By William B. Borden, MD
DATA EMPOWERS CHANGE
Health care systems seeking to improve value require data. They need data about the quality and cost of care provided. They need those data to be valid, timely, and they need those data to be detailed enough to be actionable. Once they have the data, health care systems require comparable data to provide benchmarks for their current performance and identify unwarranted variations in care. Researchers at Dartmouth and elsewhere have shown that variation in utilization exists across regions without associated improvements in health outcomes. These studies have been instrumental in focusing national attention on variation in care and in spurring policy initiatives to reduce undue variation. These studies have generally looked at aggregate utilization as assessed by Medicare payments.
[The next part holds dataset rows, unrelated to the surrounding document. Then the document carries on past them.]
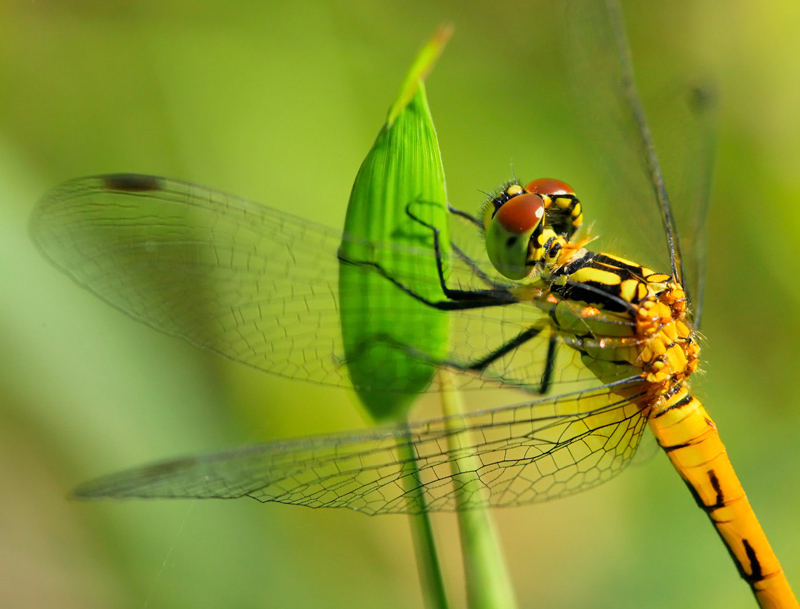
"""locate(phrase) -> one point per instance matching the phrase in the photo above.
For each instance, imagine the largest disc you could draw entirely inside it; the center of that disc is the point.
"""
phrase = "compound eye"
(510, 235)
(549, 186)
(520, 214)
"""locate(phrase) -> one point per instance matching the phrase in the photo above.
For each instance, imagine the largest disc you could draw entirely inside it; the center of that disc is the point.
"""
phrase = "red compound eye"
(549, 186)
(520, 214)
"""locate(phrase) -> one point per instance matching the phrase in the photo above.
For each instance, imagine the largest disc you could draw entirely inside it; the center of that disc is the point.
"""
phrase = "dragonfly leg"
(457, 300)
(462, 214)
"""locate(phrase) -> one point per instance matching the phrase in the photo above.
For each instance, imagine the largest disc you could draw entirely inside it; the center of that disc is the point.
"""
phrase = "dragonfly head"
(518, 222)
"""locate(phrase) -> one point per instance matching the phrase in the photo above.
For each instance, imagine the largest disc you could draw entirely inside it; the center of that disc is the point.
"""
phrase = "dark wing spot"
(132, 182)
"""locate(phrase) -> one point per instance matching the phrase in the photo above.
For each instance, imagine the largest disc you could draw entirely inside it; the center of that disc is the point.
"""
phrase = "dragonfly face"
(520, 223)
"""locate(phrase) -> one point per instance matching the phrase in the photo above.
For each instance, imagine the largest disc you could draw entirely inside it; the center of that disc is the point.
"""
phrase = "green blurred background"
(279, 102)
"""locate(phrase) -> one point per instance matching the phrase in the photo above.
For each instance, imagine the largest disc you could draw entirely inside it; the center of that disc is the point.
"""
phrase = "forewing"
(254, 284)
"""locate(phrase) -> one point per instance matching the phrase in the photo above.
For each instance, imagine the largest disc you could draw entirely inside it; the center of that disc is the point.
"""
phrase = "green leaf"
(382, 326)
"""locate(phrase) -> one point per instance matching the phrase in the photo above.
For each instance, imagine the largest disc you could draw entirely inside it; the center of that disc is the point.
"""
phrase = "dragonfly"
(601, 346)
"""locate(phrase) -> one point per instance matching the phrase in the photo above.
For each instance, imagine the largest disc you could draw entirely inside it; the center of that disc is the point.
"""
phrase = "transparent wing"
(505, 457)
(669, 230)
(260, 286)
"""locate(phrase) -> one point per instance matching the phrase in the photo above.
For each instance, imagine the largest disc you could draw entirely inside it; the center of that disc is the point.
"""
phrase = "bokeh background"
(279, 102)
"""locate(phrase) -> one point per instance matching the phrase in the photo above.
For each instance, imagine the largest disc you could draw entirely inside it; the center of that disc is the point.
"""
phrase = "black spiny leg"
(458, 300)
(550, 364)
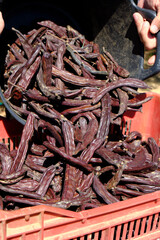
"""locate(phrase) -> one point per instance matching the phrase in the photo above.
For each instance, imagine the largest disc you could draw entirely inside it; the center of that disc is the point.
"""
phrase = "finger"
(146, 37)
(151, 60)
(138, 19)
(155, 25)
(1, 22)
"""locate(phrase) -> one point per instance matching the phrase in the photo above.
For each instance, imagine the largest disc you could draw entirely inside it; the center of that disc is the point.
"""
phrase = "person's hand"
(1, 22)
(146, 30)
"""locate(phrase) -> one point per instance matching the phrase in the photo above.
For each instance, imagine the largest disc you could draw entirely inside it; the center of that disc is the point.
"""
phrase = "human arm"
(148, 30)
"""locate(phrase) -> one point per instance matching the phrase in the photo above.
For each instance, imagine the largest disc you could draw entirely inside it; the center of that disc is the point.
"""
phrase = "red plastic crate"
(136, 218)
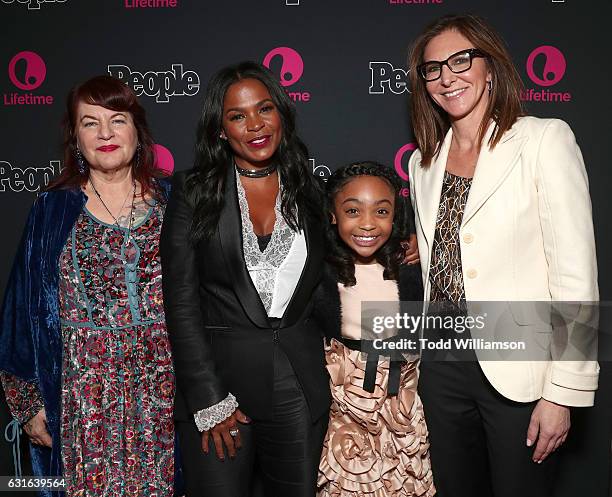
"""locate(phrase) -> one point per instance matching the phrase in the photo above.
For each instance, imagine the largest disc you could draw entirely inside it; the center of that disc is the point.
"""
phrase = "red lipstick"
(259, 142)
(108, 148)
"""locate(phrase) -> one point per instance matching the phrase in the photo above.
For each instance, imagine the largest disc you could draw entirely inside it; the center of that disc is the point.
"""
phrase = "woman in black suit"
(241, 252)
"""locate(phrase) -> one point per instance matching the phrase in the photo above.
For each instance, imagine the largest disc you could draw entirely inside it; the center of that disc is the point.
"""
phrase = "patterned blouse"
(117, 431)
(445, 273)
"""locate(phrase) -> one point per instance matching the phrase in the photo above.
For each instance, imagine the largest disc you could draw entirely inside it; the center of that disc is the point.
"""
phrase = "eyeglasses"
(457, 63)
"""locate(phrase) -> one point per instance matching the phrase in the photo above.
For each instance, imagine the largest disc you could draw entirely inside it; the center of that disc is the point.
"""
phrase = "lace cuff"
(209, 417)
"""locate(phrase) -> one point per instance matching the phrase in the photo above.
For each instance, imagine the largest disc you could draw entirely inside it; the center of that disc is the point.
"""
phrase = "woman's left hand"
(550, 424)
(411, 248)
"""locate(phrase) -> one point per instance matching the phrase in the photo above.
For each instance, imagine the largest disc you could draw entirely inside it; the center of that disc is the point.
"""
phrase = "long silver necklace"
(130, 224)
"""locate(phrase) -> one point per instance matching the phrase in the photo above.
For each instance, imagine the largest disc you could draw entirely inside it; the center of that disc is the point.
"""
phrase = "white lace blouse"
(275, 273)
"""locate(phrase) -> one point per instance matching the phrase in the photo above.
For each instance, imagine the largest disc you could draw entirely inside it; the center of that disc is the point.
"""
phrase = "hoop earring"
(81, 162)
(137, 162)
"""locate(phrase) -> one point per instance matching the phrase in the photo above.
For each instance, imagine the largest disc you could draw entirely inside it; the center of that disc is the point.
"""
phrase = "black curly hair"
(390, 255)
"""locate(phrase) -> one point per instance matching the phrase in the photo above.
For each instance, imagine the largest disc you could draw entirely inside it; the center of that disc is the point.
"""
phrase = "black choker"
(256, 173)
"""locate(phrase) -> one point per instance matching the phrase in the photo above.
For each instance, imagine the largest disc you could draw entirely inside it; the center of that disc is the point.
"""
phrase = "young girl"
(376, 442)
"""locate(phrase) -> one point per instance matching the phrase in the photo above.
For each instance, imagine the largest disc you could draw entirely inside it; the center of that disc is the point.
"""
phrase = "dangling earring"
(137, 162)
(80, 161)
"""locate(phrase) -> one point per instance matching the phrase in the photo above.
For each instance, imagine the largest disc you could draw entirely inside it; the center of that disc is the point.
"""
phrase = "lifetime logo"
(402, 156)
(386, 77)
(291, 70)
(546, 67)
(31, 179)
(27, 71)
(33, 4)
(159, 84)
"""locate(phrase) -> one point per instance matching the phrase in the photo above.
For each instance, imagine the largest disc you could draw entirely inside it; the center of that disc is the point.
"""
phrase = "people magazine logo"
(161, 85)
(150, 4)
(386, 78)
(289, 65)
(34, 179)
(33, 4)
(545, 67)
(30, 179)
(27, 72)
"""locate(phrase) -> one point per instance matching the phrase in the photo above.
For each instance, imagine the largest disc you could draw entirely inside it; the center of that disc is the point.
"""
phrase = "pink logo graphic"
(554, 65)
(163, 158)
(409, 147)
(293, 65)
(33, 75)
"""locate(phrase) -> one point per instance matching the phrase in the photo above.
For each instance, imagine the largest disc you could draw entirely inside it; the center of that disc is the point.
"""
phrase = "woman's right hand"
(220, 434)
(36, 429)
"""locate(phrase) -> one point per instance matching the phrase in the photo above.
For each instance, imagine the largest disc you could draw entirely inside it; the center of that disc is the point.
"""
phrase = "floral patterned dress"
(117, 427)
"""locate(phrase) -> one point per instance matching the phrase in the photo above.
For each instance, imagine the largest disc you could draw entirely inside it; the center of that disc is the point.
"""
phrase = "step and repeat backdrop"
(342, 62)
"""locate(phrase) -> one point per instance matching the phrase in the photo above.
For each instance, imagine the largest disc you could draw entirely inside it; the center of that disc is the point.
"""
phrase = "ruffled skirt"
(376, 445)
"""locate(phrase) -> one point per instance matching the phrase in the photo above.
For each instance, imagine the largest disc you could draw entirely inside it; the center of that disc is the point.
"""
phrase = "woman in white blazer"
(502, 213)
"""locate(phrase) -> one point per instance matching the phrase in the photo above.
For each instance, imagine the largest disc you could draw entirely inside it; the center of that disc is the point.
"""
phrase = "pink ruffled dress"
(376, 444)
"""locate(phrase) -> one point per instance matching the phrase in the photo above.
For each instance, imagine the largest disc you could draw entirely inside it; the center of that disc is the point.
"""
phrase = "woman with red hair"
(84, 352)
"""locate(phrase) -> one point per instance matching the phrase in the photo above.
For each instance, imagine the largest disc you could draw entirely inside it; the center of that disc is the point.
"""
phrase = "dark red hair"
(113, 94)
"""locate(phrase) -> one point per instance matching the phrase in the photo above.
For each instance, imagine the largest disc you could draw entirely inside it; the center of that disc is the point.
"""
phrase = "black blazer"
(328, 311)
(221, 337)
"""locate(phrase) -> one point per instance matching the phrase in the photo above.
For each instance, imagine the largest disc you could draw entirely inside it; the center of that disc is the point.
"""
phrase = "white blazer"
(526, 235)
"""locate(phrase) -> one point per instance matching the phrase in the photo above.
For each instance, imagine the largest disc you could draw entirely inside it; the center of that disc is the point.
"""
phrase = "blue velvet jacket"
(30, 334)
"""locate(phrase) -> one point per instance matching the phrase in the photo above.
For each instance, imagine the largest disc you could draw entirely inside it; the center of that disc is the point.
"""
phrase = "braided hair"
(340, 256)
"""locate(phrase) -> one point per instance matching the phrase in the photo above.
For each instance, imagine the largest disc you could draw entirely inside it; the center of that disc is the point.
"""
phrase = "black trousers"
(478, 437)
(282, 453)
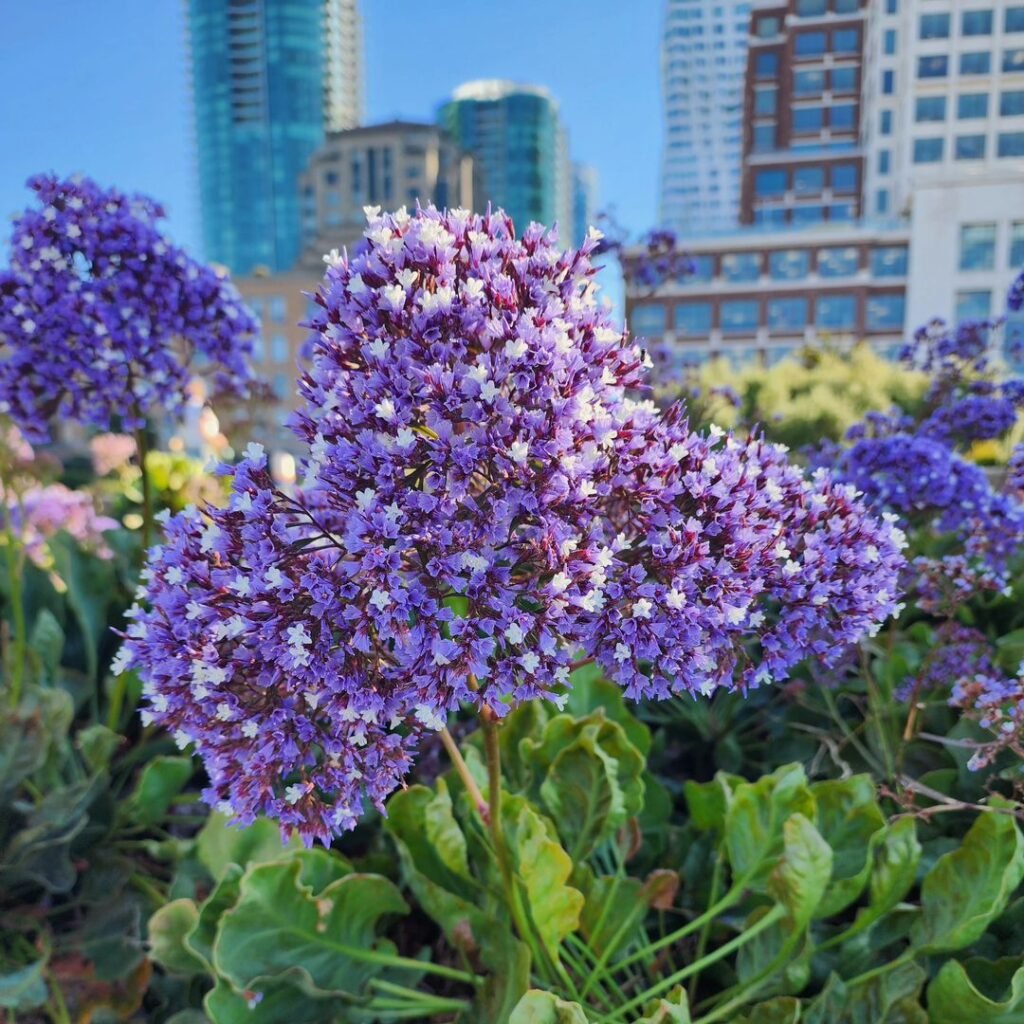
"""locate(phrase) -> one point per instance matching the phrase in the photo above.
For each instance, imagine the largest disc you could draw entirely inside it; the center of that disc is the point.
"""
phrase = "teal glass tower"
(269, 79)
(516, 137)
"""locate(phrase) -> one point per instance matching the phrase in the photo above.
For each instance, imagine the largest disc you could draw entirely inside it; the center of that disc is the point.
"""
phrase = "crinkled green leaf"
(971, 886)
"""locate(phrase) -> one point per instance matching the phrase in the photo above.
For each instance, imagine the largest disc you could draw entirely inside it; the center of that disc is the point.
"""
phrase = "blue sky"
(108, 94)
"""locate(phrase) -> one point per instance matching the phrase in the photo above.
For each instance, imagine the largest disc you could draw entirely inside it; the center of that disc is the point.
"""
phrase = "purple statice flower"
(39, 512)
(101, 316)
(482, 501)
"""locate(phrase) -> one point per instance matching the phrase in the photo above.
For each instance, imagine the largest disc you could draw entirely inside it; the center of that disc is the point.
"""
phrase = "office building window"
(930, 109)
(889, 261)
(934, 27)
(786, 314)
(974, 304)
(648, 320)
(1017, 244)
(1011, 143)
(790, 264)
(976, 64)
(885, 312)
(1012, 102)
(740, 266)
(970, 147)
(972, 104)
(976, 23)
(841, 261)
(808, 83)
(693, 317)
(836, 312)
(739, 315)
(936, 66)
(928, 151)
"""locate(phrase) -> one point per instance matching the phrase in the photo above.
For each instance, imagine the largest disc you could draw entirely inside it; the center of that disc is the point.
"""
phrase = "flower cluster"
(482, 502)
(101, 316)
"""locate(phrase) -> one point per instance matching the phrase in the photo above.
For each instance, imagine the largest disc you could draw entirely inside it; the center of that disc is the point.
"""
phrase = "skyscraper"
(704, 59)
(269, 79)
(515, 134)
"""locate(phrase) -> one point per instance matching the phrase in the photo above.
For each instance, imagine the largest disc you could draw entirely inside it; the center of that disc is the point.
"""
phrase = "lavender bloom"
(482, 500)
(101, 316)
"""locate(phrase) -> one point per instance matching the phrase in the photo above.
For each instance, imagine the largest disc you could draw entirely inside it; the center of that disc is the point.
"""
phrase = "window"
(766, 65)
(977, 247)
(842, 116)
(740, 266)
(846, 41)
(934, 27)
(791, 264)
(786, 314)
(972, 104)
(808, 180)
(970, 147)
(764, 101)
(976, 64)
(836, 312)
(693, 317)
(1011, 143)
(808, 83)
(1012, 102)
(771, 181)
(885, 312)
(807, 119)
(974, 304)
(933, 67)
(844, 80)
(1017, 244)
(739, 315)
(930, 109)
(976, 23)
(928, 151)
(810, 44)
(1013, 60)
(648, 320)
(889, 261)
(839, 262)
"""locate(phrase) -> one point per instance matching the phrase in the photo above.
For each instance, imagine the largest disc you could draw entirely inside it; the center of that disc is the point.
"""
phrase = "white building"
(943, 129)
(704, 61)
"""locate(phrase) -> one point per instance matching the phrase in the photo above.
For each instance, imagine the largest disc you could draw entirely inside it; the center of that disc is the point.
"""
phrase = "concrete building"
(802, 158)
(395, 164)
(763, 294)
(704, 57)
(515, 134)
(269, 79)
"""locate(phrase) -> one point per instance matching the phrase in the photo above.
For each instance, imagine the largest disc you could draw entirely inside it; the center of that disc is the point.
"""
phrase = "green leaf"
(971, 886)
(850, 821)
(543, 1008)
(754, 836)
(219, 844)
(24, 988)
(168, 930)
(162, 779)
(328, 943)
(955, 994)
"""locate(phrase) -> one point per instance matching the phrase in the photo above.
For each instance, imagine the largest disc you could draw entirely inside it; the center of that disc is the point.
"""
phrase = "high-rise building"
(803, 163)
(704, 58)
(943, 132)
(515, 134)
(395, 164)
(269, 79)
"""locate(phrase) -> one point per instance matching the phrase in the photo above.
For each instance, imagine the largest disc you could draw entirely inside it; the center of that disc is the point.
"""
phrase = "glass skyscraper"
(704, 64)
(269, 79)
(515, 134)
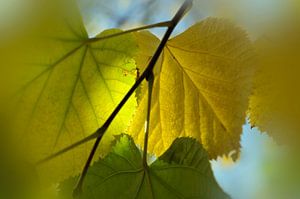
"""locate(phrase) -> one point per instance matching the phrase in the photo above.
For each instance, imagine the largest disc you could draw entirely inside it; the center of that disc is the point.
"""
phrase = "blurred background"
(259, 172)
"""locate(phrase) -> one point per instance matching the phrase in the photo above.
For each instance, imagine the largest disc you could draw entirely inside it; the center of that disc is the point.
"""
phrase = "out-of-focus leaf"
(183, 171)
(68, 84)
THE DIFFERENCE BETWEEN PAYMENTS, CHARGES, AND COSTS
The term “payments” is often confused with the terms “charges” and “costs.” While related, the terms payments, charges, and costs are often three very different amounts. Economists and accountants know the differences, but with the drive for higher value health care, professionals must use the best metric to track health care utilization. Take a knee replacement, for example. The hospital generates charges, or what it would like to be paid, that are billed to the patient and their insurer. The patient and the insurer transmit payments, or reimbursements, to the hospital. It’s important to note that negotiated discounts often results in these payments being significantly lower than the charges. The hospital cost includes everything from the actual cost of the new artificial knee, to the salaries of the nurses caring for the patient, to the cost of electricity. The physician charges, payments and cost are separate from those of the hospital. While charges and payments are obtainable numbers because they exist as part of an economic transaction, costs which are more reflective of health care utilization are much tougher numbers to pin down because they are completely internal to the hospital.
PUTTING IT INTO PRACTICE
In our recent study, we estimated costs to examine variations in utilization for acute myocardial infarction patients in New York State using hospital-level data, drilled down to the individual cost components. Using the charge data that hospitals report, we calculated their costs by applying each hospital’s cost-to-charge ratio. We broke down overall costs into routine costs (which capture the costs associated with regular hospital rooms and supplies), and ancillary costs (which are the additional costs reflective of their utilization of items like x-rays and procedures). We also followed the trail of the ancillary costs further to the individual cost centers, such as the operating room or medical and surgical supplies. Comparing across hospitals with similar capabilities (such as those with or without the capacity to provide cardiac surgery), we found substantial variability in utilization within each peer group across a spectrum of individual departmental cost centers. Knowing that such variation exists at the actionable department level and having appropriate benchmarks provides health care systems with the granular data with which they can drive change.